The same icy panic I’d felt last night at the sight of the damaged Range Rover swells my throat now, hot and suffocating.
It’s always the same. Any accident, any hint of one, and I’m back there on that rain-slicked road, the world tilting.
I throw the covers back, the need to move, to do something, overriding my exhaustion.
The governor was demanding as expected, his family even more so, but I’ve cooked for many picky eaters, especially the unnecessarily annoying ones, without batting an eye.
But the one variable that wasn’t accounted for was my daughter in the arms of a virtual stranger, her safety balanced against Wrenley’s experience, which is slim to none.
Wrenley has Celeste’s blessing, which goes a long way when it comes to my small circle of loyal friends and family, but as anyone who’s experienced a loss knows, there’s no one, absolutely no one , who can be trusted with the little heart beating outside of my chest aside from me.

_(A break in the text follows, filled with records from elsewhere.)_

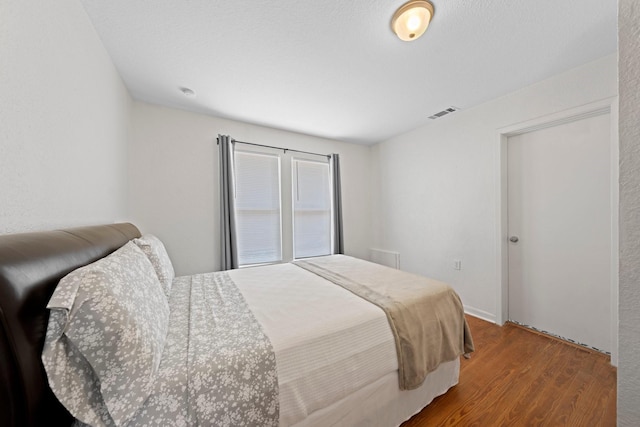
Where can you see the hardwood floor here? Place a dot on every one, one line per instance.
(518, 377)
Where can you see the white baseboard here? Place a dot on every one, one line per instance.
(484, 315)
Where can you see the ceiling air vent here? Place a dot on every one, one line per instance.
(444, 112)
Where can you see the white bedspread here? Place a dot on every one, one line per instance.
(328, 342)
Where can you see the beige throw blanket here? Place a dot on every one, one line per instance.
(426, 316)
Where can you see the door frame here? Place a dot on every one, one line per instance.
(604, 106)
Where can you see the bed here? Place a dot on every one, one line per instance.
(338, 358)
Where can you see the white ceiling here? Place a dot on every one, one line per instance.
(334, 68)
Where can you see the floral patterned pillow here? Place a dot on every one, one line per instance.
(106, 333)
(157, 254)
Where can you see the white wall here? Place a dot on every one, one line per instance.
(629, 292)
(439, 198)
(173, 181)
(64, 115)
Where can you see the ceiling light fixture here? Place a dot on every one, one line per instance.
(187, 92)
(412, 19)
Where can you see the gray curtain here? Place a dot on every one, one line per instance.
(228, 236)
(338, 238)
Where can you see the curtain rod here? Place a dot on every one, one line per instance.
(281, 148)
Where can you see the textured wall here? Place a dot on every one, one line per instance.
(64, 115)
(438, 196)
(629, 308)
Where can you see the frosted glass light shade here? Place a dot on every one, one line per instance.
(412, 19)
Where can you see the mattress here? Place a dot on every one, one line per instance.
(328, 342)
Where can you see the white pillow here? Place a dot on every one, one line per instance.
(157, 254)
(106, 333)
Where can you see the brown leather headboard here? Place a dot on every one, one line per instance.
(31, 264)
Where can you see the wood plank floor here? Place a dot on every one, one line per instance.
(518, 377)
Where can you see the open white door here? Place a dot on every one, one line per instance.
(559, 222)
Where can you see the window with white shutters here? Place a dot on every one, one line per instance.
(258, 211)
(311, 208)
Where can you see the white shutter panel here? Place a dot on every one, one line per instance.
(311, 208)
(258, 208)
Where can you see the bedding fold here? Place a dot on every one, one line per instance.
(426, 316)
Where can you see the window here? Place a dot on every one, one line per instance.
(311, 208)
(258, 218)
(283, 206)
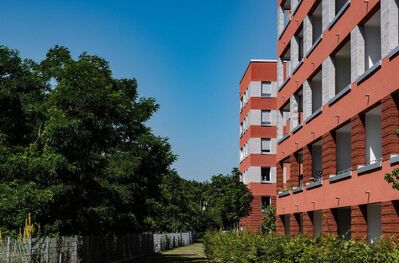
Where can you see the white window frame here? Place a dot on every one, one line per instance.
(267, 122)
(261, 202)
(269, 86)
(261, 175)
(265, 151)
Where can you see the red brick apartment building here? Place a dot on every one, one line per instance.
(337, 117)
(258, 120)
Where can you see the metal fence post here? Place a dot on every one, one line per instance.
(47, 250)
(8, 250)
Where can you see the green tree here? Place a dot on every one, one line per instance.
(228, 200)
(74, 147)
(393, 178)
(269, 220)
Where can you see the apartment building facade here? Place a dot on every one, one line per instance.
(258, 121)
(337, 117)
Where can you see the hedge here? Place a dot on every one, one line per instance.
(249, 247)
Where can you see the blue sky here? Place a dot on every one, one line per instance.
(189, 55)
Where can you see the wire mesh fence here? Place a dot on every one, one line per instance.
(88, 248)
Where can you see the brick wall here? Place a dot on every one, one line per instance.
(359, 222)
(294, 225)
(358, 137)
(294, 170)
(254, 221)
(329, 222)
(307, 164)
(328, 155)
(389, 124)
(307, 219)
(280, 184)
(280, 224)
(390, 218)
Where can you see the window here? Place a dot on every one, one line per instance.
(266, 90)
(372, 39)
(316, 90)
(265, 202)
(266, 117)
(299, 42)
(373, 136)
(316, 20)
(265, 145)
(265, 174)
(342, 65)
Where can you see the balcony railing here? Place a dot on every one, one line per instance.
(370, 166)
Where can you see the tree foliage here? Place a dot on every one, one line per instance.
(393, 178)
(76, 153)
(190, 205)
(75, 150)
(269, 220)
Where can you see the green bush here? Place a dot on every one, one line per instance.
(249, 247)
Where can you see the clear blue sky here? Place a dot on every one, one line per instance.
(189, 55)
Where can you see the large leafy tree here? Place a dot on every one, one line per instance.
(75, 151)
(228, 200)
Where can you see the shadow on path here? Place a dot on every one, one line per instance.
(171, 258)
(193, 253)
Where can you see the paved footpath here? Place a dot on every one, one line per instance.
(193, 253)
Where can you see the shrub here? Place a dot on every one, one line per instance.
(250, 247)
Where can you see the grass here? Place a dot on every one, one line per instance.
(193, 253)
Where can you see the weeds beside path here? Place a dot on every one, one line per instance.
(193, 253)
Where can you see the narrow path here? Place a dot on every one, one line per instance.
(193, 253)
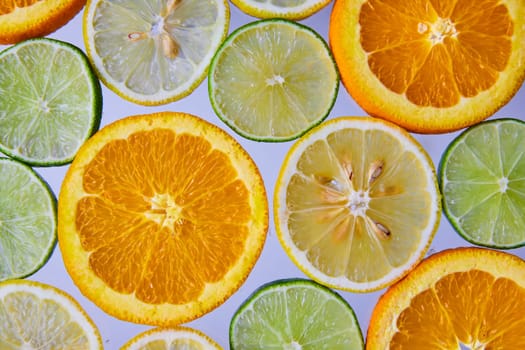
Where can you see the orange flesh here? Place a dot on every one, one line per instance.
(436, 52)
(8, 6)
(472, 308)
(164, 215)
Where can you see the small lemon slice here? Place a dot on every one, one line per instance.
(356, 203)
(172, 338)
(152, 53)
(34, 315)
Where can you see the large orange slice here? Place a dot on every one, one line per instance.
(430, 66)
(463, 298)
(161, 218)
(24, 19)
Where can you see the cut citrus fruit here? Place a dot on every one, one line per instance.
(171, 338)
(161, 218)
(482, 179)
(34, 315)
(295, 314)
(152, 53)
(356, 203)
(50, 101)
(289, 9)
(27, 220)
(429, 66)
(272, 80)
(463, 298)
(25, 19)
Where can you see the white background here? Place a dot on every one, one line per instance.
(273, 263)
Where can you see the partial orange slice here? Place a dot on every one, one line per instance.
(24, 19)
(430, 66)
(161, 218)
(463, 298)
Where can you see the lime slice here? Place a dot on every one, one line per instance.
(183, 338)
(482, 179)
(295, 314)
(356, 203)
(34, 315)
(50, 101)
(153, 52)
(289, 9)
(272, 80)
(27, 220)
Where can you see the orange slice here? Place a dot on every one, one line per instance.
(161, 218)
(430, 66)
(463, 298)
(24, 19)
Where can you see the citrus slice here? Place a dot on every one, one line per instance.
(289, 9)
(272, 80)
(152, 53)
(50, 101)
(27, 220)
(462, 298)
(161, 218)
(34, 315)
(430, 66)
(171, 338)
(356, 203)
(25, 19)
(295, 314)
(482, 179)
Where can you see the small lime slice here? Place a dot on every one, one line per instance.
(50, 101)
(34, 315)
(482, 179)
(272, 80)
(295, 314)
(289, 9)
(182, 338)
(27, 220)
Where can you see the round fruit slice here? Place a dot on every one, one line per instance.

Yet I can’t stop working. Because if I stop, I think, and I remember, which is the exact situation I find myself in now.
Coffee. Ivy’s breakfast. Routine. These anchors keep me from drifting completely.
I dress in the near dark in a T-shirt and well-worn jeans, and head for the kitchen deliberately early. I’ll tell Wrenley this morning. Firmly. Her services are no longer required.
Ivy would adjust, of course. She has to. But this revolving door of nannies, this constant, low thrum of disorder Wrenley seemed to drag in with her, is not sustainable.
I need control over my realm, and Wrenley Morgan, with her sad eyes and pink-streaked hair, is a variable I cannot manage.
When I come downstairs to the kitchen, however, it’s not empty.
Wrenley stands at the island, already dressed, earbuds in, humming to a beat only she can hear. She’s in tight yoga pants that fit like a second skin, perfectly outlining an ass so round it could’ve been grown at a peach farm.
I don’t realize I’ve been staring until my eyes burn, and I have to blink. My gaze drags up over the curve of her waist and the gentle sway of her ponytail as she bounces on her toes, completely unaware she’s waking me up in ways my two morning espressos could never.
I subtly adjust myself, grateful she’s facing away. Because if I had to see the way her tits move in that fitted workout top—fuck me. She’d know. There’d be no hiding it.
I’m attracted to her.
Not just some passing, inconvenient awareness.
I want my hands on her ass. On her breasts. On every goddamn part of her.
No.
Fuck.
Leaning against the doorway, I watch her assemble something on the counter between her dance moves and notice a small, worn suitcase and a duffel bag sitting by the back door, a silent testament to her intention to leave.
Good. Makes this easier.
I push off the doorframe, opening my mouth to speak, the carefully rehearsed words ready, but they catch in my throat.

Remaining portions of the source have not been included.